29 July 2012

I Hate Provocateurs

I hate provocateurs. There is some measure of irony in this, as I have at times been one myself - particularly in my youth. My life experiences have taught me a greater humility before many topics, and with that humility has come a heightened empathy and sensitivity. I can scarcely slog through most contemporary stand-up routines, obsessed as our culture has become with shock humor. I'm the guy at the comedy club who is often self-conscious, looking around for the face of the one person who came for a reprieve from something troubling in their life, only to have it rubbed in their face by the comic on stage.

One of my chief problems with provocateurs is that they shirk any responsibility for the consequences of what they provoke. Anyone who isn't a laughing sycophant is greeted with either a dismissive, "Lighten up!" or worse yet, hostility. Provocateurs are incapable of saying, "I'm sorry, that was insensitive of me." Rather, they spoil for the fight that goes with being confronted for their insensitivity, as though they alone are possessed of the enlightenment that the rest of the world needs in order to function more properly, devoid of our immature notions of hurt feelings. I cannot abide this arrogance.

There is, of course, a proper place for a socially-conscious provocateur.
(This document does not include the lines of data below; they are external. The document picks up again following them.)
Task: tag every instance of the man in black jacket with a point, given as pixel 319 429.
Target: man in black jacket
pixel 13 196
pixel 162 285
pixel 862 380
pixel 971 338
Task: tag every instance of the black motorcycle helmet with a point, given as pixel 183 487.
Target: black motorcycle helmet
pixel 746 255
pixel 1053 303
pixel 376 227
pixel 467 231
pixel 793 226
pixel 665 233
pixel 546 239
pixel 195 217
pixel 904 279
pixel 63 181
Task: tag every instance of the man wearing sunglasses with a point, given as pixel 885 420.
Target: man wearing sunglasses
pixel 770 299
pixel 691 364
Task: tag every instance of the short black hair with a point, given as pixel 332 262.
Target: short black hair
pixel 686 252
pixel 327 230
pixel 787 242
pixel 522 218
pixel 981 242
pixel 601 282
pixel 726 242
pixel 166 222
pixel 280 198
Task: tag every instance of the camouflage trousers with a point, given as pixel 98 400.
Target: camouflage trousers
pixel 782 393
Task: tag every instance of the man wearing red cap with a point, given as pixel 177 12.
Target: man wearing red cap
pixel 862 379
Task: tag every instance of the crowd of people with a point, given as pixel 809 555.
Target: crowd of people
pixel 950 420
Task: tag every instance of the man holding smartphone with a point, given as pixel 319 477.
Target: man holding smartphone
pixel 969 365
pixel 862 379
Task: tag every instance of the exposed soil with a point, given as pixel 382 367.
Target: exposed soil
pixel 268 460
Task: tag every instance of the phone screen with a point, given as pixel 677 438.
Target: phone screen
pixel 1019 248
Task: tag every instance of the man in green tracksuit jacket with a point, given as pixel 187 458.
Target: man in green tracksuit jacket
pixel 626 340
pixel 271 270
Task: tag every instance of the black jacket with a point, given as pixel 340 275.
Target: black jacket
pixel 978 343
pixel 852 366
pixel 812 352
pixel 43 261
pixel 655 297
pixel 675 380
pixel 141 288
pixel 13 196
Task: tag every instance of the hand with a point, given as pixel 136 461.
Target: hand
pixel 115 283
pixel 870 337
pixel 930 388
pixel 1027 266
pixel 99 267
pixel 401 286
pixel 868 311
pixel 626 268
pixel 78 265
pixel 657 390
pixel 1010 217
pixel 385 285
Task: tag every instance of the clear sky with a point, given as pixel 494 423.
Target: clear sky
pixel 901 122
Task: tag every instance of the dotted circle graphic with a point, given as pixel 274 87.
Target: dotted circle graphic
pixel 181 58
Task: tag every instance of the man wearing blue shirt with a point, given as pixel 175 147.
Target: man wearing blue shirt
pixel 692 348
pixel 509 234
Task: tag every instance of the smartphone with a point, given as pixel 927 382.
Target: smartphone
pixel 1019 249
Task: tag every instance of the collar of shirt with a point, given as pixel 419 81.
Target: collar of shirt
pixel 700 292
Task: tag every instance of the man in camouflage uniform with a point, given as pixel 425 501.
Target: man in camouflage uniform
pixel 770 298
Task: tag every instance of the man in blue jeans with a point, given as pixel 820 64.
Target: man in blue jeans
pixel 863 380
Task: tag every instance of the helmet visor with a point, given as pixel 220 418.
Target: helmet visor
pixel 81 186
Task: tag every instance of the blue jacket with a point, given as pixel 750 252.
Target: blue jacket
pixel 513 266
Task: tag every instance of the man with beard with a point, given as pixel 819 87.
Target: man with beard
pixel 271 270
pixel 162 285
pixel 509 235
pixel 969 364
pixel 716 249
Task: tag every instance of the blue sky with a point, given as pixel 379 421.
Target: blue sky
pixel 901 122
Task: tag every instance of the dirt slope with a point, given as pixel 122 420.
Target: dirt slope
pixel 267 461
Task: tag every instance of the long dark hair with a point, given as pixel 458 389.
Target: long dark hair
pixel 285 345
History has often recognized the place of such individuals in all fields from the scholarly to the scientific. Where would we be if not for Plato, Galileo or Upton Sinclair? There is a tremendous difference, though, between their work and that of today's provocateurs. They knew what they wanted to accomplish, and their aspirations were much higher than simply upsetting people and testing their comfort zones.

I can certainly be the spoilsport and I make no bones about it. That said, my own sense of humor is not wanting. Even at my lowest point during my Year of Hell, when I finally acquiesced and checked into Our Lady of Peace, my humor was intact. I made the intake nurses laugh, and it was through humor that I primarily engaged the other patients. I'm a Southerner, so I'm already predisposed to a specific kind of wry humor. At times, I've had to clarify to outsiders that just because I joke about something doesn't mean I don't take it as seriously as it deserves. On the contrary, sometimes one can only see the humor in something by understanding it thoroughly.

This leads me to the endless debate: is there, in fact, humor to be found in every subject? Philosophically, I think there is. I've often been the one to find it, so I know it can be done even in delicate situations. But there is a striking difference between the kind of humor that one learns from experience with a subject and the kind that comes from standing at a distance, trying to rise above the fray. Just offhand, anyone could make light of Crohn's disease. In the hands of the average person, it would be primarily toilet humor. Someone who has actually experienced Crohn's disease, however, understands plenty of other sub-topics that could be mined for laughs. This isn't to say that Crohnies don't engage in scatological humor as well, but somehow it's a bit sharper, perhaps somewhat more authentic in a way?

I do, therefore, believe that there can be humor in every situation. I do not, however, believe that merely cracking a joke constitutes finding that humor nor do I believe everyone is up to the task.

That all said, I've come to realize this blog is surprisingly light on humor. I don't come across half as humorous as I actually am and I'm not sure what to do about that. Should I make a more conscious effort to be funny here, or simply write as I have been writing, and allow humor to surface whenever it may on its own?